Last year I decided on an adventure to retrace parts of the ancient Silk Road. So with two weeks off from work, I mapped out a journey from western China to Northern Pakistan by road.
The oft-reliable Internet’s information about travelling to Pakistan from China was sketchy and outdated. I also knew I’d need someone seasoned to drive, as the roads weren’t the safest — construction, road-repaving and landslides — so serendipity be damned, I went to a travel agency who made the transport arrangements.
From Kashgar (read more here), I had to head further west of China to Tashkurgan, a border town at the crossroads of many other countries including Tajikistan, Kazakhstan and Afghanistan. There, a public bus would connect me to Sost, Pakistan.
Few vehicles have the license to travel across this so-called friendship border, so I needed to get through immigration and then onto a dirty, public bus which an armed guard accompanied. Getting through customs wasn’t hard, and being Singaporean helped.
Maximum bus occupancy rates? No such thing! Everyone and I mean everyone got on the groaning overloaded bus. The lucky ones got a dirty reclining bed to themselves — the others reluctantly shared.

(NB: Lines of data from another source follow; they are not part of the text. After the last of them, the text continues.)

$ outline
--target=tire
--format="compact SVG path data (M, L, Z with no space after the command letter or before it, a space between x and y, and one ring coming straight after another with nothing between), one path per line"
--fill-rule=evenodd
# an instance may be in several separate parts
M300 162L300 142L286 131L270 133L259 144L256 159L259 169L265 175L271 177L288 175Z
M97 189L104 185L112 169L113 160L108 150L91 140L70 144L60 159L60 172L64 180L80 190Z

I was lulled into an uneven sleep, as the bus rolled along bumpy tracks and navigated hairpin bends. In between naps, I blinked through sandy mountain ranges and icy-blue glacier lakes from behind dusty windows.
Towards the tail-end of the bus ride, the views grew too magnificent to stay asleep. I moved up front to squeeze with the bus conductor and make conversation in bad Mandarin. I asked him, “do you ever get bored of these views?” He smiled and gave a slight shrug.